Are there any problems that can only be tackled with density matrices and not with pure state evolution?

Question

Say I have a state $|\Psi_0\rangle$.

I measure observable $\hat{A}$, the wavefunction collapses to one its eigenstates. I can write $|\Psi_0\rangle = \sum_j \alpha_j|\psi^A_j\rangle$, where $|\psi^A_j\rangle$ are the eigenstates of $\hat{A}$.

Suppose I do not have access to the results of the experiment though.

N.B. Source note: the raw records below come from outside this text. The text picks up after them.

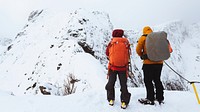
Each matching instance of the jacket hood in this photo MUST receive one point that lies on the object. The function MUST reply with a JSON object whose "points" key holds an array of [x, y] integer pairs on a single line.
{"points": [[147, 30]]}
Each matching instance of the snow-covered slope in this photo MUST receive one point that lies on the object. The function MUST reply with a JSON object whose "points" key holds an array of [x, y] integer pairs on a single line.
{"points": [[48, 55], [95, 101], [54, 51]]}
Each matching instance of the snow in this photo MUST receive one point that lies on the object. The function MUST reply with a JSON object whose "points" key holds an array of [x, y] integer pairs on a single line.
{"points": [[95, 101], [48, 50]]}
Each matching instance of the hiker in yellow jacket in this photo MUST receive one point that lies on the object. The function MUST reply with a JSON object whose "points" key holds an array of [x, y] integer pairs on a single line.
{"points": [[151, 70]]}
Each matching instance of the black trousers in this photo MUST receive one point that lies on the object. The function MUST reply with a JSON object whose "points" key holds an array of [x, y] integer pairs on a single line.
{"points": [[125, 95], [152, 73]]}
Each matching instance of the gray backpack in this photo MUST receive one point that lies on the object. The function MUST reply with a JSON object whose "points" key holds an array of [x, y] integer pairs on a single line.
{"points": [[157, 46]]}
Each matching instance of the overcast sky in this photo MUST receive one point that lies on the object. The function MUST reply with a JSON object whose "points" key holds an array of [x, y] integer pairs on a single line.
{"points": [[126, 14]]}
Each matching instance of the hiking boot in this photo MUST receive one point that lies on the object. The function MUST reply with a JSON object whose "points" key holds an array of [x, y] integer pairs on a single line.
{"points": [[160, 102], [146, 101], [111, 102], [123, 105]]}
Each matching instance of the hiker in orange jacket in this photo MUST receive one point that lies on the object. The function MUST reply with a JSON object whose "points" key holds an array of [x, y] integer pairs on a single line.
{"points": [[114, 70], [151, 70]]}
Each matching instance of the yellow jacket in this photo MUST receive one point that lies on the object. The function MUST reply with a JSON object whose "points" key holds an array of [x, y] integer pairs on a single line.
{"points": [[141, 47]]}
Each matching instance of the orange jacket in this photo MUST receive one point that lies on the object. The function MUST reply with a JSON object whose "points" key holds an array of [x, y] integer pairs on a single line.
{"points": [[141, 47]]}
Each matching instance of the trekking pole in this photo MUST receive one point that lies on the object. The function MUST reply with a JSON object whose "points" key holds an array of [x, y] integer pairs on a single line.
{"points": [[195, 91]]}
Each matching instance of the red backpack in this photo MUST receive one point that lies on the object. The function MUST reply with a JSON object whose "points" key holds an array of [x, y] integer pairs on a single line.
{"points": [[119, 52]]}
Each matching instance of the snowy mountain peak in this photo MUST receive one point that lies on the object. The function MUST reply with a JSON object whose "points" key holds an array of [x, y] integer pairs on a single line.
{"points": [[45, 51]]}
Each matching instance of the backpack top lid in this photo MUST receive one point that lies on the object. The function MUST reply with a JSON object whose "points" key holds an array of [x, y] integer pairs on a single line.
{"points": [[118, 33], [157, 46]]}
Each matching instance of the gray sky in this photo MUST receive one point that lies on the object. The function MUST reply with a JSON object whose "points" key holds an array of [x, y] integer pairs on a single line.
{"points": [[126, 14]]}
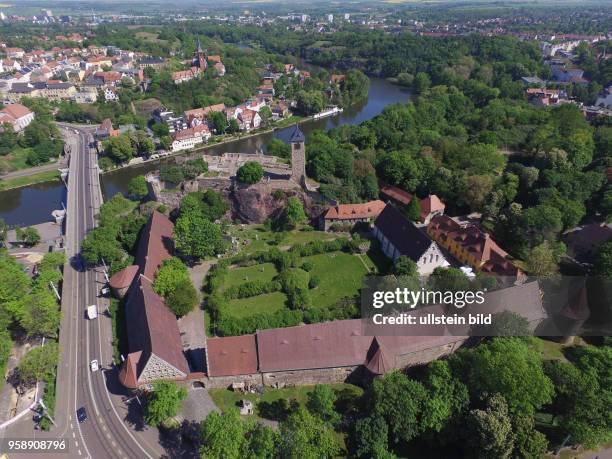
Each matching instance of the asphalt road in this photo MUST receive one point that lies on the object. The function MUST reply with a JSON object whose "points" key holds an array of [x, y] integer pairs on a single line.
{"points": [[112, 429]]}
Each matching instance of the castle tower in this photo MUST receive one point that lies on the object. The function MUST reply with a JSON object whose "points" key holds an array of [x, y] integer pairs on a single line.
{"points": [[200, 59], [298, 156]]}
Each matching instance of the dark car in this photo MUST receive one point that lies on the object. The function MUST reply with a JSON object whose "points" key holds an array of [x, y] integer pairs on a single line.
{"points": [[82, 414]]}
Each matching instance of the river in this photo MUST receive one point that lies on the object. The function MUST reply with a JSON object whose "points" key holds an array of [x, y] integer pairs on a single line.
{"points": [[33, 204]]}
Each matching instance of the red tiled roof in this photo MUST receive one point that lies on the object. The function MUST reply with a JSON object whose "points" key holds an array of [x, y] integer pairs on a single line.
{"points": [[123, 278], [195, 131], [16, 110], [397, 194], [476, 242], [331, 344], [155, 244], [353, 211], [232, 355], [431, 204], [152, 328]]}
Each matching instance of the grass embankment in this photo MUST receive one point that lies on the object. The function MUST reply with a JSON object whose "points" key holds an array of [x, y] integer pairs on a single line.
{"points": [[269, 405], [18, 182], [117, 313], [340, 274]]}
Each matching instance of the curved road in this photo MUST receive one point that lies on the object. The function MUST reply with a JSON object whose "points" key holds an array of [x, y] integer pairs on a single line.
{"points": [[107, 433]]}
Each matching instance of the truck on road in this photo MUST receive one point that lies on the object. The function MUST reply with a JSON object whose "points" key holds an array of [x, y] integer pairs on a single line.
{"points": [[92, 312]]}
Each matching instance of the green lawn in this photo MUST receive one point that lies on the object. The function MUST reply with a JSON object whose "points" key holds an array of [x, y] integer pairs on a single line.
{"points": [[341, 275], [265, 404], [18, 182], [262, 272], [255, 238], [549, 350], [269, 302]]}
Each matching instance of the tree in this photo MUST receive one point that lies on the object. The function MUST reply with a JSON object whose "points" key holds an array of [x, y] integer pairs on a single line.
{"points": [[528, 442], [250, 172], [30, 236], [447, 396], [164, 402], [321, 403], [38, 363], [400, 401], [101, 244], [413, 209], [542, 261], [582, 400], [371, 437], [40, 315], [197, 237], [603, 265], [305, 436], [218, 121], [509, 367], [3, 232], [165, 142], [488, 432], [266, 115], [421, 82], [223, 436], [262, 442], [138, 188], [405, 266], [169, 275], [171, 173], [294, 213], [183, 299], [119, 147], [276, 147]]}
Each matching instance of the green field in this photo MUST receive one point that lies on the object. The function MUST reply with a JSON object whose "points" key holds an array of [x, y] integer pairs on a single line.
{"points": [[18, 182], [255, 238], [341, 275], [267, 303], [263, 272], [264, 404]]}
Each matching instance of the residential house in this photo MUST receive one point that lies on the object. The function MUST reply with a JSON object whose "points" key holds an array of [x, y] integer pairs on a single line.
{"points": [[154, 62], [398, 236], [469, 244], [155, 350], [86, 96], [220, 68], [430, 205], [350, 214], [198, 115], [189, 138], [110, 95], [545, 97], [185, 75], [250, 119], [14, 53], [106, 130], [16, 115]]}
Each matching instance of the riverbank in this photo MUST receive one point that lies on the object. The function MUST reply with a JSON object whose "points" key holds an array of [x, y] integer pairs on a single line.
{"points": [[27, 180], [282, 124]]}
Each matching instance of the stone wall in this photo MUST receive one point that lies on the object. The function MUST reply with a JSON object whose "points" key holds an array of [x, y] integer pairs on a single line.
{"points": [[311, 377], [428, 355], [224, 382]]}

I now apply a second operator $\hat{B}$.

I can see two ways of proceeding to know how the system will evolve in time:

1) I can write $|\Psi^B_t\rangle = \hat{B}|\Psi_t\rangle = \sum_j \alpha_j\hat{B}|\psi^A_j(t)\rangle$, where I have to work out how each of the $|\psi^A_j\rangle$ evolves with time;

2) Defining the density matrix $\rho = \sum_i p_i|\psi^A\rangle\langle\psi^A|$, to then use $\frac{\partial \rho}{\partial t} = \frac{1}{i\hbar}[\rho, H]$.

I agree option #2 is easier, but option #1 is still feasible.

Is there any situation where I cannot use method 1 (pure state time evolution) but have to use use the density matrix approach?

Answer 1

Sorry, I have misunderstood your question in the comments. To be concrete, consider the Stern-Gerlach experiment. Assume you have an initial state $|\psi\rangle = c_0|z_+\rangle + c_1|z_-\rangle$ and pass it through a SG apparatus in the z direction. Then you know for sure that the end states are either $|z_+\rangle$ or $|z_-\rangle$. If you put your SG inside a black box so that you cannot know which of the end states it is, I believe you can treat this as a mixed state with $|c_0|^2$ probability of being $z_+$ and $|c_1|^2$ probability of being $z_-$: $$\rho = |c_0|^2|z_+\rangle\langle z_+| + |c_1|^2 |z_-\rangle\langle z_-| $$ So you can use this density matrix to evolve the system in time as you described.